Credit: Center for Disease Control and Prevention

What to do if you suspect you have frostbite?

People who think they have frostbite should get into a warm environment and remove wet clothing. 

Don't rub affected areas because that can cause more damage. 

People that believe they have frozen fingers, toes or other extremities should wait to rewarm the affected areas until they're sure they won't refreeze, doctors said.
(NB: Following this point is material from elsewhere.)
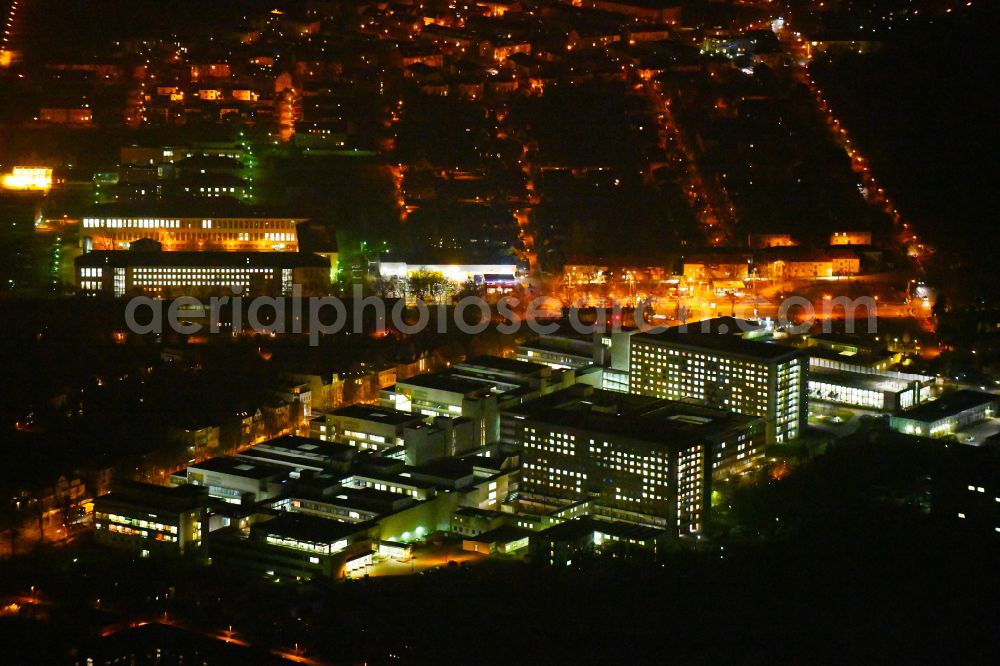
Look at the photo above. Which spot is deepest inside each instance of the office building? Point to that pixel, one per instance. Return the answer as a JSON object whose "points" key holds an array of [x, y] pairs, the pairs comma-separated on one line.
{"points": [[149, 519], [725, 370], [235, 480], [163, 274], [946, 415], [585, 537], [646, 460]]}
The best way to rewarm them is by using warm water that is about 104 degrees. People with frostbite need to get medical attention within 12-24 hours of rewarming the affected areas, according to doctors. This can help save the areas from possible amputation. 

Effects of frostbite

The possible long-term effects include: 

  • Change in sensation of the injured area, including cold sensitivity, muscle weakness or joint stiffness
  • Chronic pain, secondary to nerve damage
  • Damage to sweat glands, cracking skin and nail loss
  • Possible need for amputation of the damaged digits or limb
Credit: NOAA/NWS
Wind chill and frostbite chart from NOAA/NWS.

Wind-Chill Factor

Skin exposed to cold air without any wind chill will cause you to lose your body heat in a certain amount of time. That amount of time will be different for everyone depending on things like body type, weight and age. When you add in wind, that accelerates the cooling of a surface.
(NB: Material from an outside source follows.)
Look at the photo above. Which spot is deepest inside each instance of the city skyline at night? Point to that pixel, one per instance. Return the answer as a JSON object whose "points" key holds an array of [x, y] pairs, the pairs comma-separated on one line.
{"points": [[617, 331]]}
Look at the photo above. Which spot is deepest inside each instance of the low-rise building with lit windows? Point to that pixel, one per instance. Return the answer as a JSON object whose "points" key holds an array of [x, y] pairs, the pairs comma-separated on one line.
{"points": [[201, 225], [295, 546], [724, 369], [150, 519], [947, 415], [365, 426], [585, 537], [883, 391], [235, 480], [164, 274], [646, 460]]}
The wind-chill factor tells you how much faster you will lose your body heat due to the additional cooling from the wind. That part of the equation is the same for everyone, no matter what your body type is.

The National Weather Service (NWS) has a chart that makes it easy to calculate the impacts of the wind-chill factor.

For example, if the air temperature is -5, but there is also a 10 mph wind, your body loses heat at the same rate that it would if the temperature was -22 degrees.